HSBC Halbis Partners, the alternative investment arm of HSBC, will launch an equity long/short technology fund on 1 September biased toward Asian companies' interplay with US counterparts. This is the sixth fund launched by Halbis.
"Existing tech funds may call themselves global but they are US-centric," says Charles Robinson, London-based director at the firm. The Halbis product is biased toward European and Asian companies instead, and will partly draw from HSBC's China and India-based research capabilities.

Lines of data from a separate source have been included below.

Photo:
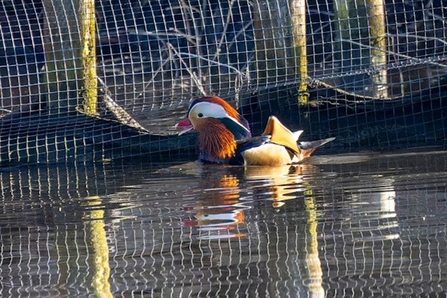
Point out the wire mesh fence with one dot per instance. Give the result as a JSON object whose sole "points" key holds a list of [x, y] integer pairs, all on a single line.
{"points": [[98, 79]]}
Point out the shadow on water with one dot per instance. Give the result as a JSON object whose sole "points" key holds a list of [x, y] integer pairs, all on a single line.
{"points": [[339, 226]]}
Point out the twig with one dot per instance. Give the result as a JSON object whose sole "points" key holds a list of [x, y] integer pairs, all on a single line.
{"points": [[192, 73], [120, 114]]}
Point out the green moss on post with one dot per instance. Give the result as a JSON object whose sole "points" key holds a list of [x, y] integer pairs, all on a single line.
{"points": [[298, 11], [88, 52]]}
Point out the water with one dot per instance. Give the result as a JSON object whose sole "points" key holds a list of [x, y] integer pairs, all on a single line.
{"points": [[366, 225]]}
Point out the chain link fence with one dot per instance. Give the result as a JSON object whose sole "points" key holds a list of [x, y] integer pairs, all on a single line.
{"points": [[84, 79]]}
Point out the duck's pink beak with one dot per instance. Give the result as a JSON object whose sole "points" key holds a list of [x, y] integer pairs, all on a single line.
{"points": [[186, 126]]}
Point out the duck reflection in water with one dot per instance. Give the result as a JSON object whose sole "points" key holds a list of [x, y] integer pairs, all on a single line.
{"points": [[222, 206]]}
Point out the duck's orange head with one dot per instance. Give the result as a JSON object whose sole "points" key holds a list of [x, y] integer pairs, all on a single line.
{"points": [[218, 125]]}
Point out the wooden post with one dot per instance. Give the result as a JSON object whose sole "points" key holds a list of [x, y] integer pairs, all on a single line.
{"points": [[62, 48], [376, 17], [298, 11], [69, 41], [275, 58], [88, 47], [360, 44]]}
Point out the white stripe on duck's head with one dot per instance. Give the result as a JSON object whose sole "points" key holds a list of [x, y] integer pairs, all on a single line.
{"points": [[218, 125], [203, 110]]}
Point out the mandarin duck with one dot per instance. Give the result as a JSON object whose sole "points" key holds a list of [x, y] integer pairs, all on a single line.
{"points": [[224, 136]]}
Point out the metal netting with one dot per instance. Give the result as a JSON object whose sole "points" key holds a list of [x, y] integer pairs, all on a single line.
{"points": [[99, 79]]}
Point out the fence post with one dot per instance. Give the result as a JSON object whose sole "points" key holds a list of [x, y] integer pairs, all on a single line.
{"points": [[376, 14], [88, 48], [61, 44], [298, 16]]}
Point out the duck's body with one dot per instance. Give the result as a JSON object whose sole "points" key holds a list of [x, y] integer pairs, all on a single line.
{"points": [[224, 137]]}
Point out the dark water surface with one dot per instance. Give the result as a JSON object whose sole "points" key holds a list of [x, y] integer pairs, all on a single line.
{"points": [[366, 225]]}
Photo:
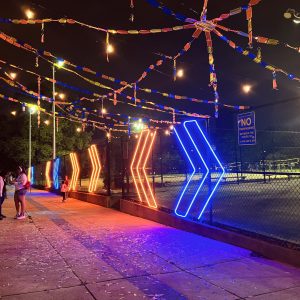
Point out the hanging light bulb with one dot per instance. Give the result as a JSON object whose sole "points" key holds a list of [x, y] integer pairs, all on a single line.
{"points": [[110, 49]]}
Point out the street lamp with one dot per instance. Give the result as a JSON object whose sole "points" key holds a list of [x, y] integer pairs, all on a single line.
{"points": [[59, 64]]}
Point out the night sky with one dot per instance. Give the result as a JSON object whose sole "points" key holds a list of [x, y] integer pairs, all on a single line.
{"points": [[134, 54]]}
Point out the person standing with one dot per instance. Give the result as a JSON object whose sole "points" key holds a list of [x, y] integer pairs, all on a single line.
{"points": [[20, 192], [66, 181], [64, 190]]}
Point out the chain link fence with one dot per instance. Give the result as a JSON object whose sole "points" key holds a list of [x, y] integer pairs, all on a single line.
{"points": [[259, 194]]}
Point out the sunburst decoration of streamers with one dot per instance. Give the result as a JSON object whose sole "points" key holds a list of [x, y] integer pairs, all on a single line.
{"points": [[43, 33], [204, 11], [39, 101], [213, 76]]}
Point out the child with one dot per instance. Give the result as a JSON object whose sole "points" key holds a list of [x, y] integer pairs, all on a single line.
{"points": [[64, 190]]}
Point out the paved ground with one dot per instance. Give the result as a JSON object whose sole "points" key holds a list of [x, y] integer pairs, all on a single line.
{"points": [[77, 250]]}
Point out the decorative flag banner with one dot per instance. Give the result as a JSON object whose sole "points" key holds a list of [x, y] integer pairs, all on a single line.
{"points": [[259, 39], [97, 83], [253, 57], [96, 165], [186, 48], [200, 156], [75, 171], [138, 167]]}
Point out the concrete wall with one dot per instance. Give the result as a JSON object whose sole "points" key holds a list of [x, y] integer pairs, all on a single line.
{"points": [[264, 248]]}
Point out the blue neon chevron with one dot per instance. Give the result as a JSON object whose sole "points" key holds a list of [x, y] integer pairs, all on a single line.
{"points": [[192, 141]]}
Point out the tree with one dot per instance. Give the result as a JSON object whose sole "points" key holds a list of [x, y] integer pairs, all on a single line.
{"points": [[14, 140]]}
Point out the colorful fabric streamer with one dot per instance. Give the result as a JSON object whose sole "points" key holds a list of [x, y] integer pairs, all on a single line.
{"points": [[72, 22], [253, 57]]}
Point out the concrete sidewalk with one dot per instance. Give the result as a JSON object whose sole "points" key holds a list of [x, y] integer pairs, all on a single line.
{"points": [[77, 250]]}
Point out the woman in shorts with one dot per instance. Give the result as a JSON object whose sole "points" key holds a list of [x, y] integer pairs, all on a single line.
{"points": [[20, 192]]}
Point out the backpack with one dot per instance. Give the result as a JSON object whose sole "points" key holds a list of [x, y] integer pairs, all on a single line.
{"points": [[27, 185]]}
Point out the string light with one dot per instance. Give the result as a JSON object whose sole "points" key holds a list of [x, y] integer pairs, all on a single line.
{"points": [[110, 49], [29, 13], [13, 75], [180, 73], [62, 96]]}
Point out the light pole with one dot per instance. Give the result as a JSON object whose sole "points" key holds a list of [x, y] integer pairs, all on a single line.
{"points": [[59, 64], [32, 110], [53, 112]]}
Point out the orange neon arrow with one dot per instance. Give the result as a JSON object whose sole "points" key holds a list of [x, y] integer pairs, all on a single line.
{"points": [[94, 156], [75, 171], [138, 167], [47, 174]]}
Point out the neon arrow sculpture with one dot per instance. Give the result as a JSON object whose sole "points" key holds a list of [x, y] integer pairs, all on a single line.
{"points": [[56, 164], [94, 156], [75, 171], [138, 167], [47, 174], [191, 141]]}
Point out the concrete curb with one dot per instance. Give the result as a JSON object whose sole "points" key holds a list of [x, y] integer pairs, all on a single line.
{"points": [[264, 248]]}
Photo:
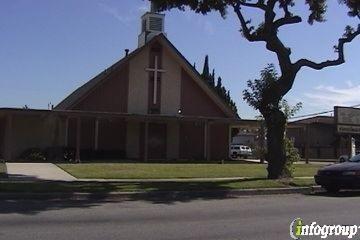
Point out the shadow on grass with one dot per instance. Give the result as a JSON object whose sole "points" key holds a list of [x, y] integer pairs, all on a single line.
{"points": [[61, 195]]}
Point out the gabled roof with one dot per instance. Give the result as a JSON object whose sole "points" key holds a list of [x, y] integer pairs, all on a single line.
{"points": [[74, 97]]}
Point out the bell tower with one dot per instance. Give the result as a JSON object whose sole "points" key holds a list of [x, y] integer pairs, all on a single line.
{"points": [[152, 24]]}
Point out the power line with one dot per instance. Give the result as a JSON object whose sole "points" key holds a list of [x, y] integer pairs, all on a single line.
{"points": [[319, 113]]}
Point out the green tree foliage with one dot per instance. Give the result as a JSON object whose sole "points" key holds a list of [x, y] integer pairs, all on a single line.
{"points": [[218, 88], [354, 7]]}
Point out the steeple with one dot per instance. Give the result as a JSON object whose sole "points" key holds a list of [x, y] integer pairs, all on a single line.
{"points": [[152, 24]]}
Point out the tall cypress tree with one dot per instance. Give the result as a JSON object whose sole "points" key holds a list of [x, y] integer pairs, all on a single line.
{"points": [[206, 72], [212, 79]]}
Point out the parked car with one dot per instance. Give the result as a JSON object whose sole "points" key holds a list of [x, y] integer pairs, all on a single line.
{"points": [[237, 150], [343, 158], [338, 176]]}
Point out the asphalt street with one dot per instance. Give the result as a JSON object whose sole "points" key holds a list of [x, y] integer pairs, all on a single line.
{"points": [[250, 217]]}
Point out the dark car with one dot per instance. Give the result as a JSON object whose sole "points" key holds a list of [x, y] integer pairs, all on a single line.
{"points": [[338, 176]]}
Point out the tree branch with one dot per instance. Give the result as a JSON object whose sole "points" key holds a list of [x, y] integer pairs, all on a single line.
{"points": [[259, 4], [245, 29], [340, 60], [287, 20]]}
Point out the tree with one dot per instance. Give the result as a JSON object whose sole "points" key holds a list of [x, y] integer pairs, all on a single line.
{"points": [[267, 31], [206, 72]]}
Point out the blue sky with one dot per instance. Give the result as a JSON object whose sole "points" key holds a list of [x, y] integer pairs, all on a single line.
{"points": [[48, 48]]}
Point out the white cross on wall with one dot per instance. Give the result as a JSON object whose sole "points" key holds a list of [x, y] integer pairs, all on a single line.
{"points": [[156, 71]]}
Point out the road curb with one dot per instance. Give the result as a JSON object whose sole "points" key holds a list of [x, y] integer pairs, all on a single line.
{"points": [[120, 196]]}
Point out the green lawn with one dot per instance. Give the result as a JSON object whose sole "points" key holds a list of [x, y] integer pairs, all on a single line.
{"points": [[44, 187], [2, 170], [157, 170]]}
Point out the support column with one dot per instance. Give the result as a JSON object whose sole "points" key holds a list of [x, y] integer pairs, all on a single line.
{"points": [[78, 139], [207, 141], [146, 136], [96, 143], [66, 136], [8, 138], [307, 143], [230, 141]]}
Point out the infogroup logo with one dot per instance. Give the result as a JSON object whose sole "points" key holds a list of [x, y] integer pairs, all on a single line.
{"points": [[298, 229]]}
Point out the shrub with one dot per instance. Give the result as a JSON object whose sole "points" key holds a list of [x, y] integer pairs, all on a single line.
{"points": [[292, 156]]}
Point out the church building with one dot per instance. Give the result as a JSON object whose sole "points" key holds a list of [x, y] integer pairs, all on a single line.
{"points": [[152, 104]]}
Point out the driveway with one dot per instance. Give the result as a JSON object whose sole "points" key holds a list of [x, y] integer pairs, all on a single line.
{"points": [[37, 171]]}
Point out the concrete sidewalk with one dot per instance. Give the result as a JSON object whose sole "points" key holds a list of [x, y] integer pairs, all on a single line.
{"points": [[37, 171]]}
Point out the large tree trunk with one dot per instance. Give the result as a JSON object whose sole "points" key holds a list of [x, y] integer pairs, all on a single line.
{"points": [[275, 123]]}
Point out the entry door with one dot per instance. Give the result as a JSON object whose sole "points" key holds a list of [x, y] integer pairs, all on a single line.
{"points": [[157, 141]]}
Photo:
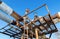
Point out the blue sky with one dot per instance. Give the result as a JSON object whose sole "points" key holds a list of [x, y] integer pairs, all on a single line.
{"points": [[19, 6]]}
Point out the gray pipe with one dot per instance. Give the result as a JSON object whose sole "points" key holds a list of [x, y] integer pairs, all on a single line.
{"points": [[5, 8], [5, 18]]}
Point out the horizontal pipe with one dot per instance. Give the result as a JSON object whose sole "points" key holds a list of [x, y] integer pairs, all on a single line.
{"points": [[4, 7]]}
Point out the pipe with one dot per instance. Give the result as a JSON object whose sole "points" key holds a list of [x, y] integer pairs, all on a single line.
{"points": [[5, 18], [10, 11]]}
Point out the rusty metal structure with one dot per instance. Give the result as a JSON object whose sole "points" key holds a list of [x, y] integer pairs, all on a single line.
{"points": [[25, 28]]}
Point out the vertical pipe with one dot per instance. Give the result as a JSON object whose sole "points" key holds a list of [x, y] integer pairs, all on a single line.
{"points": [[10, 11], [36, 32], [5, 18]]}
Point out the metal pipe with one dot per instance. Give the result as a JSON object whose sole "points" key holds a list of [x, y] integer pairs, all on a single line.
{"points": [[10, 11], [5, 18], [36, 32]]}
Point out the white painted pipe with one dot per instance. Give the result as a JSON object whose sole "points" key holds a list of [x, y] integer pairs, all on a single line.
{"points": [[5, 18]]}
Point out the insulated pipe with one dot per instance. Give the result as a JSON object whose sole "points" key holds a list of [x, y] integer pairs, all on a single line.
{"points": [[10, 11]]}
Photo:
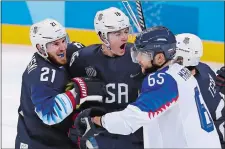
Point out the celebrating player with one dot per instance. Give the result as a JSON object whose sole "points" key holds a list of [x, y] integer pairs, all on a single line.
{"points": [[112, 63], [45, 111], [189, 51], [170, 106]]}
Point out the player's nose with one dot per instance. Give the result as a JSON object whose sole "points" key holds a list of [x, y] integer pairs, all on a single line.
{"points": [[62, 47]]}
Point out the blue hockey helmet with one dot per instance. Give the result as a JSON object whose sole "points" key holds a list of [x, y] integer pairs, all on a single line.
{"points": [[154, 40]]}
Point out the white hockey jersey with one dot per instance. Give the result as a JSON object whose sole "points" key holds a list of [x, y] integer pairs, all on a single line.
{"points": [[171, 110]]}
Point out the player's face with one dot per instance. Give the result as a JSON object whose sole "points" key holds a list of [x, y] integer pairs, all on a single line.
{"points": [[118, 41], [57, 51]]}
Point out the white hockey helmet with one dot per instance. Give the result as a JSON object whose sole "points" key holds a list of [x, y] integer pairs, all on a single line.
{"points": [[189, 48], [44, 32], [110, 20]]}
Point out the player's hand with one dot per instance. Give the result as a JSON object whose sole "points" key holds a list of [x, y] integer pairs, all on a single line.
{"points": [[85, 128], [87, 92], [220, 79]]}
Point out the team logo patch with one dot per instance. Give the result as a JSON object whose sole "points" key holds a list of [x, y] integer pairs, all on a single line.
{"points": [[73, 57], [23, 146], [90, 71], [186, 40]]}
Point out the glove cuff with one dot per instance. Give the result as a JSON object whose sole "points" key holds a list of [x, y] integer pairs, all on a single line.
{"points": [[72, 96]]}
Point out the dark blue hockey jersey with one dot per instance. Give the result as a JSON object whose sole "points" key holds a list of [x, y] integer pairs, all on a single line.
{"points": [[117, 72], [206, 80], [45, 110]]}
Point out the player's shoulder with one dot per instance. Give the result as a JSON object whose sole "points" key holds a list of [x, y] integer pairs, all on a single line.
{"points": [[73, 47], [159, 80], [205, 70], [90, 50]]}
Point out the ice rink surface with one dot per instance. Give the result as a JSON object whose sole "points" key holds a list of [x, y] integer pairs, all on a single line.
{"points": [[14, 61]]}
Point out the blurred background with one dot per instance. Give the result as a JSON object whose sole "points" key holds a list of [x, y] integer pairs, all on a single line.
{"points": [[205, 19]]}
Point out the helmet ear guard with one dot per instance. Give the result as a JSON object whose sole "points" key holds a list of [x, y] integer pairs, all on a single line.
{"points": [[109, 20]]}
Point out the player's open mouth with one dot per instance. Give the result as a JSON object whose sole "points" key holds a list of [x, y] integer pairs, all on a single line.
{"points": [[122, 47], [61, 55]]}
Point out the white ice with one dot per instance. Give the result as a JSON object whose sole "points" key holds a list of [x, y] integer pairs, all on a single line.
{"points": [[14, 61]]}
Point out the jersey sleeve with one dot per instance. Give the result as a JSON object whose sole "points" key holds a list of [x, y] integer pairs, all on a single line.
{"points": [[51, 105], [155, 100]]}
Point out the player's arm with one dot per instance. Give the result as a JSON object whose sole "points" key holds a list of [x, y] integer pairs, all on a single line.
{"points": [[53, 106], [75, 62], [159, 94]]}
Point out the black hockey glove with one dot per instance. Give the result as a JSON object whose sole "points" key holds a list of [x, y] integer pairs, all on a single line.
{"points": [[85, 128], [87, 92], [220, 79]]}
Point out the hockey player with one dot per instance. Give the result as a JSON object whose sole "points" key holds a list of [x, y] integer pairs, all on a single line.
{"points": [[170, 106], [189, 51], [45, 111], [112, 63], [220, 80]]}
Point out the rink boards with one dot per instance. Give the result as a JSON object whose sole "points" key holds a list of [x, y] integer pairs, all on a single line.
{"points": [[15, 34]]}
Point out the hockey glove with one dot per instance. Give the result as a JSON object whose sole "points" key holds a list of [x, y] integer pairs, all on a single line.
{"points": [[87, 92], [85, 128], [220, 79]]}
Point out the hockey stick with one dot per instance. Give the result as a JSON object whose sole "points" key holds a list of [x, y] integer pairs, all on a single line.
{"points": [[140, 15], [139, 24]]}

But the heart of the team are two tech veterans, Connor O'Mara, a former fund manager at Dresdner RCM (a unit of Allianz Global Investors) and Nick Dillon, an ex-Lehman Brothers analyst, who had left their jobs in 2000 to create a pure research boutique called Arete Research. The duo then considered investing in their own ideas and setting up a boutique hedge fund with backing from fund of funds manager Thames River Capital, but they still needed help with infrastructure and risk management. These are resources HSBC could provide, and Thames River made the introduction - and remains a strategic investor in the fund, which will debut with $50 million under management.
Goldman Sachs is prime broker and HSBC Securities Services the administrator, using its platform acquired from Bank of Bermuda.
O'Mara specializes in top-down views on countries and sectors. Dillon, a former engineer, is "the nuts and bolts guy", as Robinson puts it: the bottom-up stock picker. Their paper track record at Arete was sufficiently impressive to interest Thames River and Halbis. Unlike the first generation of tech hedge funds from the 1990s, which played directional bets, O'Mara and Dillon cut their teeth in the post-Nasdaq bubble years and generate much of their alpha from shorts. They see few global investors trawling the Asian tech story, relative to the interest in the American industry. But Asia is hollowing out Europe's hardware players and also offers purely local stories.
The fund's capacity is $500 million. It is domiciled in Dublin and charges a standard 1.5% management fee and 20% performance fee. It offers monthly liquidity and there is no lock-up period.